Maybe change it to "you can use the heal skill on a dying character as a minor action." instead of restricting it to using the stabilize option.


----------



## Stalker0 (Mar 25, 2009)

I think the +4 to bull rush or grab feats are a bit on the weak side, but if you combine them into one feat I think you have a solid feat there.


----------



## Mr. Wilson (Mar 25, 2009)

I like all the new Heroic feats for the reasons advocated above minus the Expertise feats, which are simply houseruled as a fixed bonus then banned.

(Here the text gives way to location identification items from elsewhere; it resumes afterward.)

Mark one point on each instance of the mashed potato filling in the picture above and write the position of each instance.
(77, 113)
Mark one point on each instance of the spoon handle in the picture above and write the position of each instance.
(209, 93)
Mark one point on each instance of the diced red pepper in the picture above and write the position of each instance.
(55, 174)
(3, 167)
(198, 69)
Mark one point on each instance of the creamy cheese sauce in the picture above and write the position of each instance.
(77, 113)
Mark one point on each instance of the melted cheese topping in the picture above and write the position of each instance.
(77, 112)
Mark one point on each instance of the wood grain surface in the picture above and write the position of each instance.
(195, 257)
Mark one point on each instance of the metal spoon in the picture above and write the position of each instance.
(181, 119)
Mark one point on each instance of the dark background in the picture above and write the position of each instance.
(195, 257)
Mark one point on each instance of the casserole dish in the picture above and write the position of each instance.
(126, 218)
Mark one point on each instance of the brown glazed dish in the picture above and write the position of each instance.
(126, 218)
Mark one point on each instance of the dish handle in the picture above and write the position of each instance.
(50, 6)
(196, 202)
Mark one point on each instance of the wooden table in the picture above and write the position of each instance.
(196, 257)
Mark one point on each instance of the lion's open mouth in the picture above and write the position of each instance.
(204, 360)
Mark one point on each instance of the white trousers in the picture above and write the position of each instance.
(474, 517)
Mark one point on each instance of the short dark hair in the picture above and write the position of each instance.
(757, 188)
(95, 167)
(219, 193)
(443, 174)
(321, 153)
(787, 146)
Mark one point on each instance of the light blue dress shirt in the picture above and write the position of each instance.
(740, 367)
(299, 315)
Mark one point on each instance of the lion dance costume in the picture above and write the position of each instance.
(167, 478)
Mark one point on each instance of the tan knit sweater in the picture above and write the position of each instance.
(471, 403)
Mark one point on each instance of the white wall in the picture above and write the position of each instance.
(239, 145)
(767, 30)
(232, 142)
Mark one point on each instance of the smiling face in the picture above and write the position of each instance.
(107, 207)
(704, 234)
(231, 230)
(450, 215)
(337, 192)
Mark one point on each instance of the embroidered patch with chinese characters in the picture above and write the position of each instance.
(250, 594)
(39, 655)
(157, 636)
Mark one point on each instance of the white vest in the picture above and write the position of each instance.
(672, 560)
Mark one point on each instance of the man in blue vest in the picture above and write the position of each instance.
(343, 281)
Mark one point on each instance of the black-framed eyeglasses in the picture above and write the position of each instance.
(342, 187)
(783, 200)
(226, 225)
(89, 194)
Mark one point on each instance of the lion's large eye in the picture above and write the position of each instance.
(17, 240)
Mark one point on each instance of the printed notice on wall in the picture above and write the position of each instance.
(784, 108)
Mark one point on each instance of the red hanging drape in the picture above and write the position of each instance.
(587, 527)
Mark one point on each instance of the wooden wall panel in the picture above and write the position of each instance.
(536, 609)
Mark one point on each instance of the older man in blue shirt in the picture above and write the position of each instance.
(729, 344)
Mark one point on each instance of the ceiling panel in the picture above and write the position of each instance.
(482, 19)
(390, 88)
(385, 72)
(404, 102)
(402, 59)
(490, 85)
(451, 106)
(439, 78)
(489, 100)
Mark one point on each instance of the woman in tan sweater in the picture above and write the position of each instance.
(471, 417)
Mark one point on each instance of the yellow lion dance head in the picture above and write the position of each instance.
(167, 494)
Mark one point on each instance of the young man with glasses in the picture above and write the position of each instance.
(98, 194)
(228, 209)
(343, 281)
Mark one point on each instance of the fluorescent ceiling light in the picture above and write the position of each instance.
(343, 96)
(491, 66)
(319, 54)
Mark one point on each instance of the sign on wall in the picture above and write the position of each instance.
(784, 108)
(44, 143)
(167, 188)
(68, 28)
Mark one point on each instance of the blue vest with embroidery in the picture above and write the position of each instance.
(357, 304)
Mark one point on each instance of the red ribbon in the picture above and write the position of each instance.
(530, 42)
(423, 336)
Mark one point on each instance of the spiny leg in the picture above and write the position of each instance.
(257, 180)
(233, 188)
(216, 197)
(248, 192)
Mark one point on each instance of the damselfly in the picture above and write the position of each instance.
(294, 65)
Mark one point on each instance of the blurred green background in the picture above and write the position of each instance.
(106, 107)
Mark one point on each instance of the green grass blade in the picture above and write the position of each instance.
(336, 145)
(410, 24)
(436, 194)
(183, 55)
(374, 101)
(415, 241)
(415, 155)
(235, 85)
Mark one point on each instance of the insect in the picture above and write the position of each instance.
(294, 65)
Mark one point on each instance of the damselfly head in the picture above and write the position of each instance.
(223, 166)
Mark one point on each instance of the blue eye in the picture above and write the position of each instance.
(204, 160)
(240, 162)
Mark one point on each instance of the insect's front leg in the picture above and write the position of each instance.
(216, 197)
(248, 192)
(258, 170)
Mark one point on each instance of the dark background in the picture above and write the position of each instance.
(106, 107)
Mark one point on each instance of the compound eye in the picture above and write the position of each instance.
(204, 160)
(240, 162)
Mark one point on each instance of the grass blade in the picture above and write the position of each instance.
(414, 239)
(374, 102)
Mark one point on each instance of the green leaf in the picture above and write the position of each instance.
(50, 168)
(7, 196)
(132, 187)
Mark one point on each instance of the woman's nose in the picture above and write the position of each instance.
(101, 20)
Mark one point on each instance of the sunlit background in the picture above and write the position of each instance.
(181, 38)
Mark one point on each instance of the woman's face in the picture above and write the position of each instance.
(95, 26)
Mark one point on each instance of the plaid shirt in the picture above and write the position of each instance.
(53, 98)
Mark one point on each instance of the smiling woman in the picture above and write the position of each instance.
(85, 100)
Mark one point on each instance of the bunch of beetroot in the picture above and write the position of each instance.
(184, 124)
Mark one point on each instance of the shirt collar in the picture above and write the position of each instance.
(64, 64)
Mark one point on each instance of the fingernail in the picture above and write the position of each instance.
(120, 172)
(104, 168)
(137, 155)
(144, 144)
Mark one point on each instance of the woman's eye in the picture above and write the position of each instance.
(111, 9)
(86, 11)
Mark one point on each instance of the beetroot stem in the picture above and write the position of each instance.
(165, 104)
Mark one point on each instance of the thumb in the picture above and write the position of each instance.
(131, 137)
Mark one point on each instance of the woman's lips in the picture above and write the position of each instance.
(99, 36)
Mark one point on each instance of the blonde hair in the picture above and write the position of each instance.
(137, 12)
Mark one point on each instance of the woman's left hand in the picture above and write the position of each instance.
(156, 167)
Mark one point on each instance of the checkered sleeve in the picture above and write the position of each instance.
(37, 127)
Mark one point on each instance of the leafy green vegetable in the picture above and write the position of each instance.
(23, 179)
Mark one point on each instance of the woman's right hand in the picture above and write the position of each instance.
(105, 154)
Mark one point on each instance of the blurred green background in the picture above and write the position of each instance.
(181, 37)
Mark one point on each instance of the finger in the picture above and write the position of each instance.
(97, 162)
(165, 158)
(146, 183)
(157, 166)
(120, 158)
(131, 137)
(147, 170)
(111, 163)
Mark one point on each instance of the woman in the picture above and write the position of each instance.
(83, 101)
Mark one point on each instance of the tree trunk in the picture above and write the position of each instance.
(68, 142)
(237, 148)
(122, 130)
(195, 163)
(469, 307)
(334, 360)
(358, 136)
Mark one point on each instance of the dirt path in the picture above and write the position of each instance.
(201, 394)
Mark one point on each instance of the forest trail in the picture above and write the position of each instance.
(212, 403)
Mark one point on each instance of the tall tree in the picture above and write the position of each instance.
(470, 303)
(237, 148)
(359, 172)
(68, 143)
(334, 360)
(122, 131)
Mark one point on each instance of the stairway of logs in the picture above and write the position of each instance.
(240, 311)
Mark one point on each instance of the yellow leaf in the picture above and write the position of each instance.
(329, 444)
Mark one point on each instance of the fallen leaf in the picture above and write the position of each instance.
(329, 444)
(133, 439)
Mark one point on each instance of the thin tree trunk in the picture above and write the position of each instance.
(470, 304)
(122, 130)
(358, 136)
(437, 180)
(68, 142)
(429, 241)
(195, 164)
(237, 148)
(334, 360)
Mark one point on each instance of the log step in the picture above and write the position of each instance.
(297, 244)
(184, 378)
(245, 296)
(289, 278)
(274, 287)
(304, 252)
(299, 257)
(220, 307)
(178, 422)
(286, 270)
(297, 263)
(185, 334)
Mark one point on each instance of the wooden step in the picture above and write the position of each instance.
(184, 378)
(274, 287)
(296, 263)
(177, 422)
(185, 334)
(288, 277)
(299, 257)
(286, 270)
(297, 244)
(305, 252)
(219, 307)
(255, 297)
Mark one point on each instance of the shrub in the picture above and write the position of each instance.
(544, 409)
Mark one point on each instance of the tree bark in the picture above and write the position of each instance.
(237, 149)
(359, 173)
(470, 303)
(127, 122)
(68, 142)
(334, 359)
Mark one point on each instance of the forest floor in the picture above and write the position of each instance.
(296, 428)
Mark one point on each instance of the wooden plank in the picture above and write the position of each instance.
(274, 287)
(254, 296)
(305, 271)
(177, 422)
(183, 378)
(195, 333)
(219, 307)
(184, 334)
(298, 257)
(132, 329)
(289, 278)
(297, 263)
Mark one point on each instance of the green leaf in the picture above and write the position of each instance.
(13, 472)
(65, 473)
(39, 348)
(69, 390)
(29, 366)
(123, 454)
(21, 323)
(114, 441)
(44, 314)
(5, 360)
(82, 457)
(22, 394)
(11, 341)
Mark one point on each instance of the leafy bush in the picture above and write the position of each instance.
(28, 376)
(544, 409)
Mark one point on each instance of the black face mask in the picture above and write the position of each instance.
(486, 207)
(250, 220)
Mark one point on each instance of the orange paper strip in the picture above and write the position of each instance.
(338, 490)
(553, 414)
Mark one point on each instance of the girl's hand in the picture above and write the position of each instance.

If I was playing a non-healer I would definately pick up Combat Medic when I could fit in the feat.  Making it a minor action is a huge, huge buff to the Heal skill.


----------



## hvg3akaek (Mar 25, 2009)

I am not happy with the Goliath weapons training feat...it seems a very poor choice after the Dwarven and Eladrin ones, which do roughly the same thing, but also grant proficiency with superior weapons.


The other one I wasn't very happy with was "Blurring Claws".  I was making a Razorclaw druid, and thought that this feat would help his beast form attacks somewhat.  But, silly me - apparently, to use your blurring claws, you must be holding a weapon!  
So, with a sword or hammer in hand, I can get additional damage from my claws (???), but if I am attacking with a "melee touch" power (say, the druid's "Grasping Claws"), and, you know, using my claws on them, it has no effect...


----------



## DracoSuave (Mar 25, 2009)

fissionessence said:


> I find it intriguing that in the original post, the only feats that were allowed were ones that seemed boring or useless to the OP. The ones that seemed good and/or useful weren't allowed.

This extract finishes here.